Book

Sun Under Wood

📖 Overview

Sun Under Wood is Robert Hass's fourth collection of poetry, published in 1996. The book contains both verse and prose poems that focus on memory, nature, and personal history. The collection moves between California landscapes and interior spaces of the mind. Hass writes of family relationships, Buddhist meditation, and encounters with the natural world through a mix of narrative and lyric forms. The poems range from brief, crystalline observations to longer meditative sequences that incorporate elements of memoir and essay. Many pieces explore the intersection of personal experience with broader cultural and historical contexts. These poems investigate how meaning emerges from the layering of memory, perception, and reflection. The work continues Hass's examination of how language can capture experience while acknowledging the gaps between word and world.

👀 Reviews

Readers emphasize the raw emotional depth and intimate personal narratives in these poems. Multiple reviewers note Hass's ability to blend philosophical musings with concrete imagery from nature and everyday life. What readers liked: - Complex exploration of memory and family relationships - Precise descriptive language, especially in nature imagery - Balance between accessibility and intellectual depth - Poems about his alcoholic mother resonate strongly What readers disliked: - Some poems feel too abstract or academically detached - A few readers found certain sections meandering - Several noted the collection feels uneven in quality Ratings: Goodreads: 4.16/5 (256 ratings) Amazon: 4.7/5 (11 reviews) Notable reader comments: "The mother poems hit like a punch to the gut" - Goodreads reviewer "Hass observes the world with such careful attention" - Amazon review "Sometimes gets lost in intellectual exercises at the expense of emotional connection" - Poetry Foundation forum comment

📚 Similar books

Time and Materials by Robert Hass A collection of poems that continues Hass's meditations on nature, memory, and loss through the lens of post-9/11 America.
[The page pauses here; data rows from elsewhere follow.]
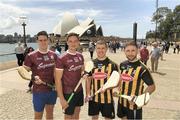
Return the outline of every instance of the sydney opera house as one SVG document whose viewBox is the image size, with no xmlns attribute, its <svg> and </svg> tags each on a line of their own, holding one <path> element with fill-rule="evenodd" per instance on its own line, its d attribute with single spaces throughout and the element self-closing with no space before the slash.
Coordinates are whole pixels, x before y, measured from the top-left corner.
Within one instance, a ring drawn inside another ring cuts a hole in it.
<svg viewBox="0 0 180 120">
<path fill-rule="evenodd" d="M 73 14 L 66 12 L 62 20 L 54 27 L 53 34 L 64 37 L 71 32 L 77 33 L 79 37 L 103 36 L 102 27 L 97 26 L 93 19 L 87 18 L 79 23 Z"/>
</svg>

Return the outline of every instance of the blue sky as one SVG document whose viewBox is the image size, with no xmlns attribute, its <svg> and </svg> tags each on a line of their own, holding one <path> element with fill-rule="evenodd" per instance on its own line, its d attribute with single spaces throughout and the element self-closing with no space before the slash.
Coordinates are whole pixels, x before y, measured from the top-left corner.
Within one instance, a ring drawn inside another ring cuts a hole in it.
<svg viewBox="0 0 180 120">
<path fill-rule="evenodd" d="M 27 34 L 53 31 L 63 13 L 73 13 L 79 22 L 90 17 L 101 25 L 104 35 L 132 37 L 132 26 L 138 23 L 138 38 L 154 30 L 151 22 L 156 0 L 0 0 L 0 33 L 22 34 L 18 23 L 20 16 L 27 16 Z M 159 7 L 174 9 L 180 0 L 159 0 Z"/>
</svg>

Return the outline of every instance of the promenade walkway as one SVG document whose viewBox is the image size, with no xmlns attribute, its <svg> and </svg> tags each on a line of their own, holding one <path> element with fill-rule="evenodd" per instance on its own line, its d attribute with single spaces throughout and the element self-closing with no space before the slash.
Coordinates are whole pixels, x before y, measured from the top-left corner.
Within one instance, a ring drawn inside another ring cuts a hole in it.
<svg viewBox="0 0 180 120">
<path fill-rule="evenodd" d="M 90 60 L 88 52 L 83 55 L 85 61 Z M 116 54 L 108 52 L 108 56 L 117 64 L 125 60 L 120 50 Z M 144 119 L 180 119 L 180 54 L 170 51 L 164 54 L 164 58 L 159 61 L 159 72 L 152 73 L 156 91 L 143 109 Z M 31 94 L 26 93 L 27 86 L 28 81 L 18 75 L 16 68 L 0 71 L 0 119 L 33 119 L 32 99 Z M 117 99 L 115 101 L 117 105 Z M 59 100 L 54 111 L 55 119 L 63 119 Z M 82 107 L 80 119 L 90 119 L 87 104 Z"/>
</svg>

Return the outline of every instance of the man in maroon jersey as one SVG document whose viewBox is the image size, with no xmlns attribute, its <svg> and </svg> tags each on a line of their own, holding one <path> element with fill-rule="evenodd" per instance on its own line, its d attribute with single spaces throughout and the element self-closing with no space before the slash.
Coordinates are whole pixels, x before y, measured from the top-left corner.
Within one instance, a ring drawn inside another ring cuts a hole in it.
<svg viewBox="0 0 180 120">
<path fill-rule="evenodd" d="M 37 34 L 39 49 L 29 53 L 24 67 L 32 71 L 33 78 L 33 105 L 35 119 L 42 119 L 44 108 L 46 119 L 53 119 L 53 108 L 57 93 L 43 83 L 54 84 L 54 67 L 57 59 L 53 51 L 48 50 L 48 34 L 41 31 Z"/>
<path fill-rule="evenodd" d="M 65 109 L 64 119 L 79 119 L 80 107 L 83 105 L 82 85 L 68 103 L 67 100 L 81 79 L 84 70 L 84 58 L 77 52 L 79 37 L 75 33 L 67 36 L 68 50 L 56 61 L 55 83 L 62 109 Z"/>
</svg>

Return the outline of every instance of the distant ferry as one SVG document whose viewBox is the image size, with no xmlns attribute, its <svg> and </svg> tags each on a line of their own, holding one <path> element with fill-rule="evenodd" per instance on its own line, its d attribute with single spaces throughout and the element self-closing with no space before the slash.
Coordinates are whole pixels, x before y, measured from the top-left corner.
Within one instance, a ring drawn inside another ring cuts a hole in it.
<svg viewBox="0 0 180 120">
<path fill-rule="evenodd" d="M 14 43 L 16 43 L 16 42 L 14 42 L 14 41 L 9 42 L 9 44 L 14 44 Z"/>
</svg>

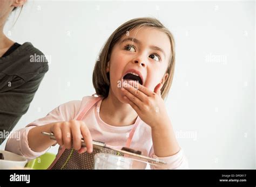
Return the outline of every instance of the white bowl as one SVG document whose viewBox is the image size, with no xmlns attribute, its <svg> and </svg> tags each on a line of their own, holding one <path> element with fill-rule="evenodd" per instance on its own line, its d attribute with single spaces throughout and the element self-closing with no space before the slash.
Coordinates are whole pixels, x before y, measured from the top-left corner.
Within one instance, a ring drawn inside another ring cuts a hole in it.
<svg viewBox="0 0 256 187">
<path fill-rule="evenodd" d="M 28 162 L 24 157 L 6 150 L 0 150 L 4 160 L 0 159 L 0 169 L 23 168 Z"/>
</svg>

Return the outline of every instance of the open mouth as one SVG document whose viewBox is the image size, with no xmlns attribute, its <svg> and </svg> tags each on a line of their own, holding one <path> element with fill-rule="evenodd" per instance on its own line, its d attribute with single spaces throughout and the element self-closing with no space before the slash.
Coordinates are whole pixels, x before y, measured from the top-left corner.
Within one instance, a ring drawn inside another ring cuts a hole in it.
<svg viewBox="0 0 256 187">
<path fill-rule="evenodd" d="M 143 84 L 142 78 L 139 75 L 135 73 L 128 73 L 123 78 L 124 80 L 132 80 L 138 82 L 141 85 L 143 85 Z"/>
</svg>

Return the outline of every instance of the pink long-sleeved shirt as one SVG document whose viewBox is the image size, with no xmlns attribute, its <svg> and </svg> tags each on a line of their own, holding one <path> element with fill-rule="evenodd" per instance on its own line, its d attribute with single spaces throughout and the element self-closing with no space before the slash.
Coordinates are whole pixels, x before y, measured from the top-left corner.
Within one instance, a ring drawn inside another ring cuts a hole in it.
<svg viewBox="0 0 256 187">
<path fill-rule="evenodd" d="M 5 150 L 23 155 L 28 159 L 33 159 L 46 153 L 48 149 L 42 152 L 35 152 L 29 146 L 28 134 L 32 128 L 57 121 L 69 121 L 76 119 L 85 107 L 86 103 L 93 97 L 87 96 L 82 100 L 72 100 L 63 104 L 53 109 L 46 116 L 37 119 L 25 128 L 17 131 L 20 138 L 8 139 Z M 87 125 L 93 140 L 104 142 L 109 145 L 121 149 L 125 147 L 127 135 L 133 126 L 138 124 L 131 144 L 131 148 L 140 150 L 142 154 L 165 161 L 167 164 L 160 169 L 188 169 L 187 159 L 183 150 L 170 156 L 160 157 L 154 154 L 151 127 L 138 117 L 133 125 L 126 126 L 114 126 L 107 124 L 99 117 L 99 109 L 102 100 L 96 103 L 87 112 L 82 120 Z"/>
</svg>

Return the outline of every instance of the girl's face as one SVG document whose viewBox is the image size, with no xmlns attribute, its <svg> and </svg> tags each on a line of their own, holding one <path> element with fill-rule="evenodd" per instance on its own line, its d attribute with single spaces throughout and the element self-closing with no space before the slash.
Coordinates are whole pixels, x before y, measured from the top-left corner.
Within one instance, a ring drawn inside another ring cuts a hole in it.
<svg viewBox="0 0 256 187">
<path fill-rule="evenodd" d="M 26 0 L 0 0 L 0 19 L 9 15 L 14 7 L 22 6 Z"/>
<path fill-rule="evenodd" d="M 113 47 L 107 64 L 110 91 L 120 101 L 125 102 L 120 83 L 124 78 L 131 78 L 132 75 L 127 76 L 129 72 L 139 75 L 138 82 L 153 91 L 169 76 L 165 72 L 170 56 L 170 39 L 157 28 L 144 27 L 124 35 Z"/>
</svg>

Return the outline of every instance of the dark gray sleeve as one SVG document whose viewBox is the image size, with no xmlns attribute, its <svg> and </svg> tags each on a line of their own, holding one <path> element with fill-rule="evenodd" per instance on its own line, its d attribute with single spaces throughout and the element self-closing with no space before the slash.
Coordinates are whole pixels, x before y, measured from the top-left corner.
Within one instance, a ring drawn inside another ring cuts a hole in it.
<svg viewBox="0 0 256 187">
<path fill-rule="evenodd" d="M 1 93 L 0 99 L 0 145 L 22 115 L 28 111 L 45 72 L 35 73 L 33 78 L 21 86 Z"/>
</svg>

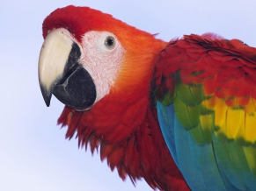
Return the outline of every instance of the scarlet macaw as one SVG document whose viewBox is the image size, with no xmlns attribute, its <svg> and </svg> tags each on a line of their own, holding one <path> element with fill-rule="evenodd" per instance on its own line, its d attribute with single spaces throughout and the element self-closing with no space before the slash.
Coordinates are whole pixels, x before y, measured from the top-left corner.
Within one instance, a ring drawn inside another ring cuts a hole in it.
<svg viewBox="0 0 256 191">
<path fill-rule="evenodd" d="M 207 33 L 164 42 L 88 7 L 43 22 L 39 79 L 58 124 L 123 180 L 256 190 L 256 48 Z"/>
</svg>

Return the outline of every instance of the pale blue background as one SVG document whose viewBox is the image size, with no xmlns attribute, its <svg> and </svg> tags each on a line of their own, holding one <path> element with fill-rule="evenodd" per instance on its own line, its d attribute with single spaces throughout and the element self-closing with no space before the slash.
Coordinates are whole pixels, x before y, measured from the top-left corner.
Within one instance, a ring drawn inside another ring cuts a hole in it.
<svg viewBox="0 0 256 191">
<path fill-rule="evenodd" d="M 214 32 L 256 46 L 252 0 L 0 1 L 0 190 L 150 190 L 135 187 L 111 172 L 99 156 L 65 140 L 56 120 L 63 105 L 40 95 L 37 65 L 41 24 L 58 7 L 90 6 L 170 40 L 182 34 Z"/>
</svg>

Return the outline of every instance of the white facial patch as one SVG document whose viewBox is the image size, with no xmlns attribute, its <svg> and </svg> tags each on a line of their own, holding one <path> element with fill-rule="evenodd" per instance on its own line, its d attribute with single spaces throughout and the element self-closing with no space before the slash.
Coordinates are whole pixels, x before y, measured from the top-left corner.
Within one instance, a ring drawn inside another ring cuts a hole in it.
<svg viewBox="0 0 256 191">
<path fill-rule="evenodd" d="M 91 31 L 82 39 L 79 63 L 89 72 L 99 101 L 110 91 L 121 68 L 124 48 L 116 37 L 107 32 Z"/>
</svg>

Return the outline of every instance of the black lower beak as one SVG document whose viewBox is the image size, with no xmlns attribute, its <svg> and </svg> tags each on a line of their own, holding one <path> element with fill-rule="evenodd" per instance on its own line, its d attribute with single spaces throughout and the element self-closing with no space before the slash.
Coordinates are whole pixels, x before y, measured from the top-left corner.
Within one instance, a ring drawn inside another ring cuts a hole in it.
<svg viewBox="0 0 256 191">
<path fill-rule="evenodd" d="M 57 32 L 58 32 L 55 33 Z M 57 35 L 60 35 L 60 39 L 66 38 L 62 37 L 60 32 L 57 33 Z M 46 49 L 43 51 L 51 53 L 56 52 L 56 54 L 59 53 L 57 50 L 55 50 L 59 46 L 55 46 L 52 50 L 50 46 L 48 46 L 48 44 L 50 43 L 47 42 L 46 45 L 43 46 L 43 48 Z M 59 101 L 70 108 L 77 110 L 88 110 L 93 105 L 96 100 L 96 87 L 90 74 L 83 67 L 82 64 L 78 63 L 81 56 L 80 47 L 75 42 L 73 42 L 73 44 L 71 43 L 69 47 L 69 53 L 66 52 L 66 53 L 69 54 L 68 60 L 66 63 L 61 64 L 60 67 L 52 67 L 53 65 L 58 64 L 58 60 L 55 60 L 53 63 L 48 63 L 51 62 L 51 59 L 41 59 L 42 61 L 40 63 L 39 67 L 40 89 L 48 106 L 49 106 L 52 94 L 54 94 Z M 61 52 L 61 53 L 65 53 Z M 55 55 L 54 53 L 53 57 L 55 57 Z M 45 53 L 41 53 L 40 56 L 47 57 L 48 55 Z M 56 72 L 54 72 L 54 74 L 56 73 L 56 74 L 54 75 L 55 77 L 52 77 L 53 71 L 49 71 L 51 68 L 57 68 L 55 69 Z M 52 80 L 50 80 L 49 82 L 48 79 Z"/>
</svg>

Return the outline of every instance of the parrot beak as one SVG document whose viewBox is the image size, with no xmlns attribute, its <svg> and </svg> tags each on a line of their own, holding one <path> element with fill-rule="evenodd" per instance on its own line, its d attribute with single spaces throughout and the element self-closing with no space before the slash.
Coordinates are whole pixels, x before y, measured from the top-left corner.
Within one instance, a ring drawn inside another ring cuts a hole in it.
<svg viewBox="0 0 256 191">
<path fill-rule="evenodd" d="M 79 46 L 65 29 L 54 29 L 48 34 L 39 58 L 39 82 L 47 106 L 52 94 L 77 110 L 94 103 L 96 88 L 90 74 L 78 63 L 80 56 Z"/>
</svg>

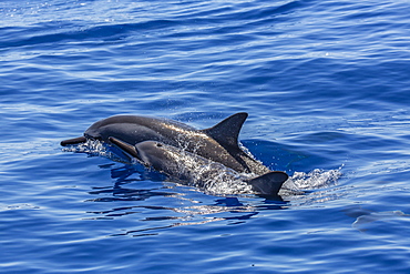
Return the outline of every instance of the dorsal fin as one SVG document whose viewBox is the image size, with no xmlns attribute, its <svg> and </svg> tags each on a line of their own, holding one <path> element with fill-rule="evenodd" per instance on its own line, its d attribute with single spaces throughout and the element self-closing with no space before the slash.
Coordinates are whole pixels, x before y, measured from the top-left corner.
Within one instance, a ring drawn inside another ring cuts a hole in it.
<svg viewBox="0 0 410 274">
<path fill-rule="evenodd" d="M 288 174 L 281 171 L 271 171 L 265 175 L 255 177 L 248 183 L 259 194 L 278 195 L 281 185 L 288 180 Z"/>
<path fill-rule="evenodd" d="M 227 150 L 238 150 L 239 132 L 247 116 L 248 113 L 246 112 L 233 114 L 216 125 L 202 130 L 202 132 L 212 136 L 216 142 Z"/>
</svg>

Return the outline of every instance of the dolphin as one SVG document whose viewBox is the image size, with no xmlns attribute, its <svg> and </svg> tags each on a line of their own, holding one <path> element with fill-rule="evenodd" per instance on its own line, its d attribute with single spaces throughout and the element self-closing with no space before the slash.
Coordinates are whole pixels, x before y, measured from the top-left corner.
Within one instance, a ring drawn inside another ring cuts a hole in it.
<svg viewBox="0 0 410 274">
<path fill-rule="evenodd" d="M 249 179 L 222 163 L 157 141 L 144 141 L 131 145 L 116 138 L 109 138 L 109 140 L 143 165 L 202 189 L 217 181 L 230 184 L 246 183 L 257 194 L 278 196 L 281 185 L 288 179 L 288 175 L 281 171 L 270 171 Z"/>
<path fill-rule="evenodd" d="M 148 140 L 158 141 L 219 162 L 237 172 L 263 175 L 270 170 L 238 145 L 239 131 L 247 116 L 247 113 L 239 112 L 209 129 L 196 130 L 168 119 L 115 115 L 95 122 L 83 136 L 64 140 L 61 145 L 84 143 L 86 140 L 109 142 L 110 136 L 132 145 Z"/>
</svg>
What Work Is by Philip Levine These poems examine working-class life, family relationships, and personal history with attention to physical details and emotional truth.

Given Sugar, Given Salt by Jane Hirshfield The collection weaves Buddhist philosophy with observations of daily life and natural phenomena through precise imagery and contemplative moments.

The Wild Iris by Louise Glück Poems structured as dialogues between humans, flowers, and deity explore existence, mortality, and rebirth through garden imagery.

Geography III by Elizabeth Bishop The poems map personal experiences and travels while examining themes of displacement, observation, and memory through precise description.

🤔 Interesting facts

🌟 "Sun Under Wood" won the National Book Critics Circle Award for Poetry in 1996. 🌿 Robert Hass served as the United States Poet Laureate from 1995-1997, during the period when this collection was published. 📖 The collection explores themes of childhood trauma, alcoholism in families, and environmental consciousness—drawing heavily from Hass's experiences growing up in San Francisco with an alcoholic mother. 🎨 Many poems in the collection are influenced by Japanese haibun, a literary form combining prose and haiku, which Hass studied extensively as a translator of Japanese poetry. 🌊 The book's title comes from the ancient Welsh word "coedwig," meaning forest, which literally translates to "sun under wood"—reflecting Hass's interest in etymology and natural imagery.